A deliberação da Primeira Câmara reitera determinação já expedida pelo Tribunal e decorre do monitoramento realizado pela Diretoria de Atos de Pessoal (DAP), responsável por verificar o cumprimento das medidas impostas à Câmara Municipal e à Prefeitura de São Francisco do Sul.
A inspeção que originou o processo identificou irregularidades relacionadas à cessão de servidores entre os Poderes Executivo e Legislativo do município. Segundo o TCE/SC, servidores cedidos pela Prefeitura vinham desempenhando funções essenciais e permanentes na Câmara Municipal, situação que contraria o princípio constitucional segundo o qual o provimento de cargos públicos deve ocorrer, como regra, por meio de concurso público.
O caso vem sendo acompanhado pelo Tribunal há vários anos. Em 2022, o TCE/SC reconheceu as irregularidades apuradas, aplicou multas aos responsáveis e determinou medidas corretivas por meio do Acórdão n. 254/2022. Como as determinações não foram integralmente cumpridas, a Corte voltou a analisar a situação nos Acórdãos n. 426/2024 e n. 1111/2025, reiterando as exigências e estabelecendo novos prazos para regularização. As fiscalizações posteriores apontaram que algumas providências foram adotadas, mas a principal irregularidade permaneceu sem solução definitiva.
Conforme a análise técnica acolhida pelo relator, houve avanços em parte das determinações originalmente expedidas, especialmente na regularização da situação envolvendo servidores do Serviço Autônomo Municipal de Água e Esgoto (Samae). No entanto, a Câmara Municipal não comprovou o cumprimento da exigência relacionada à realização de concurso público para substituir a utilização continuada de servidores cedidos.
Durante a instrução do processo, o Legislativo informou ter iniciado procedimentos para a realização de concurso público. Contudo, o certame acabou sendo suspenso. Posteriormente, foram adotadas medidas como a celebração de novo convênio de cessão de servidores e a abertura de processo seletivo simplificado.
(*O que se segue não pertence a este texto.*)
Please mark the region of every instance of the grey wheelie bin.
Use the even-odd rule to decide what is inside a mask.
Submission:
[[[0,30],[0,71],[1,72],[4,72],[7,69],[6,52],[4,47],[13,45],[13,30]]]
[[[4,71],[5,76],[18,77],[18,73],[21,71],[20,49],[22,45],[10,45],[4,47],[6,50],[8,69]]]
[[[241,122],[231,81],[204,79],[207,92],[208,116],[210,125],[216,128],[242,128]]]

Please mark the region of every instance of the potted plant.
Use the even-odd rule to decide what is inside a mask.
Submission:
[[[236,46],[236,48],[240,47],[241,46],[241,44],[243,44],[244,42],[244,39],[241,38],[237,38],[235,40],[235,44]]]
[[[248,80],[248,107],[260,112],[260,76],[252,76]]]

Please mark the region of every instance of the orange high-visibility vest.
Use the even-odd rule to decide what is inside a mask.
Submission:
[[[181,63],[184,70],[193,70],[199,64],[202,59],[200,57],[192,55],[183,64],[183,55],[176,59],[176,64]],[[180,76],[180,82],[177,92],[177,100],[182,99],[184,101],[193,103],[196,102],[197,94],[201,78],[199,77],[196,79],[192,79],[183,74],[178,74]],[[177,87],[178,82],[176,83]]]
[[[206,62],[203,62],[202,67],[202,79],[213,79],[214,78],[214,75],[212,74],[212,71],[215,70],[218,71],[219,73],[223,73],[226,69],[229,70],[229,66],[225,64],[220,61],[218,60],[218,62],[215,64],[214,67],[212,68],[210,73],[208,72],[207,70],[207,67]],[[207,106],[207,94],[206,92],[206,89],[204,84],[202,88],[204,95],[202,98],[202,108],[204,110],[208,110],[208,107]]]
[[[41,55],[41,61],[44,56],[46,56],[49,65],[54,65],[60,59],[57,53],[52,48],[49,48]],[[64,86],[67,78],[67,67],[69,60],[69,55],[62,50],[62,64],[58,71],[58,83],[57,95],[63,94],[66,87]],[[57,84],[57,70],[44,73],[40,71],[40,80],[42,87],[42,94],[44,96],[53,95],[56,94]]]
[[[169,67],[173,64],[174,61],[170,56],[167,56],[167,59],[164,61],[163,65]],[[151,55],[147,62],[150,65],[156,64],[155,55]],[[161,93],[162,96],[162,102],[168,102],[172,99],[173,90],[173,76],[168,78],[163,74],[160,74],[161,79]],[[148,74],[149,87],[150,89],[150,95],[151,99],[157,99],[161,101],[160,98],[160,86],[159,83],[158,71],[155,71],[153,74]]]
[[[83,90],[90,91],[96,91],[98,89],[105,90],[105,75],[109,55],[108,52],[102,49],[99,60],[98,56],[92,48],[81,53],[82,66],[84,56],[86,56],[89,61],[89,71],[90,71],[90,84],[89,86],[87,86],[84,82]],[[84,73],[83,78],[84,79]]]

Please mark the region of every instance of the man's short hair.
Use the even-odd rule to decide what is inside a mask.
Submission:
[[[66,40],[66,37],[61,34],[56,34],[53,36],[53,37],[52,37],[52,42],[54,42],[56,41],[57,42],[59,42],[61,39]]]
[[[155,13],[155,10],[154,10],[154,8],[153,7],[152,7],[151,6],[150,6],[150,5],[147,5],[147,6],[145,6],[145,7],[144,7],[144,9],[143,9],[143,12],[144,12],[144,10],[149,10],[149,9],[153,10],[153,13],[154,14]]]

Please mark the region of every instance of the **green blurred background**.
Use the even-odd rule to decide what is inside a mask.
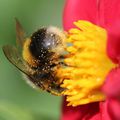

Para o Tribunal, embora essas iniciativas demonstrem tentativa de regularização, elas não substituem a necessidade de preenchimento dos cargos permanentes por servidores efetivos.
No voto aprovado por unanimidade, o relator destacou que a cessão de servidores é um instrumento legítimo quando utilizada em situações excepcionais e temporárias. Entretanto, os elementos constantes dos autos demonstram que a prática vem sendo utilizada há anos para garantir o funcionamento regular da estrutura administrativa da Câmara Municipal, descaracterizando seu caráter excepcional e transformando-a em uma solução permanente para a gestão de pessoal.
Segundo a decisão, a Câmara deverá comprovar ao TCE/SC, no prazo de 120 dias, a adoção das providências necessárias para a realização do concurso público, de forma que as atividades rotineiras da Casa passem a ser desempenhadas por servidores efetivos, em conformidade com o artigo 37 da Constituição Federal.
A Primeira Câmara também alertou o atual presidente do Legislativo municipal de que o descumprimento da determinação poderá ensejar a aplicação das sanções previstas na Lei Complementar Estadual n. 202/2000.